It's not totally clear what he means by "not ready for prime time" but HATEOS
has been achieving what it was designed for for a long time - that is,
reducing the interdependence between client and server code.

It's also worth noting that using server-generated links everywhere eliminates
the need for an entire category of documentation, and makes debugging much
more pleasant and efficient (especially when the person debugging didn't write
either the client or the server code).

Honestly, if there's one feature that determines whether an API should be
described as RESTful or not, it's this. Think very carefully before building
an API that requires the client to know how to build URLs!

------
JamesSwift
This has been my goto reference for API design, and is what I send others when
discussing API design, for years now. Nice to see it pop up here.

------
ptman
RFC7807 for JSON errors instead of everyone inventing their own schema
[https://tools.ietf.org/html/rfc7807](https://tools.ietf.org/html/rfc7807)

------
jbjohns
This has nothing to do with REST (I realize it says RESTful but I wish that
term would die as RESTful has nothing to do with REST either). It seems to re-
invent OData as well.

I don’t know how it has gone so wrong with REST as it seems pretty easy to
understand: it’s how your browser has always worked. Your browser doesn’t know
_any_ URLs at all (yes I know about the search engines but that’s
configuration). What it knows are data types. It can be taught new data types
(e.g. PDF) but not new URLs because it doesn’t know any.
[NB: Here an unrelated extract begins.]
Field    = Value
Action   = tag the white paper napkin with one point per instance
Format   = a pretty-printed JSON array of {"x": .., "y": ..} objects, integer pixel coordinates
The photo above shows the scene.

So if you want a REST
API you need to be designing data contracts between client and server. URLs
are a server side implementation detail and completely irrelevant to the
discussion.

The advantage to this kind of architecture is that the server and clients can
develop in a more more decoupled manner. They need only agree on data types. A
new web site existing never requires rebuilding a browser. Only if a new kind
of data (e.g. HTML5) is to be supported.

But one thing to be considered, as with all architectural patterns, is if it
fits the domain you’re architecting. REST isn’t optimal for any possible
problem. Sometimes HTTP-RPC (what the article describes) is an easier fit. But
once you realize and accept this you no longer have to follow standards that
seem not to make sense for what you’re doing (e.g. HATEOAS which is done
automatically if you’re really doing REST, and seems so inefficient if you’re
not).

------
duregin
gzip + ssl is still (and will always be) a risky choice, isn't it?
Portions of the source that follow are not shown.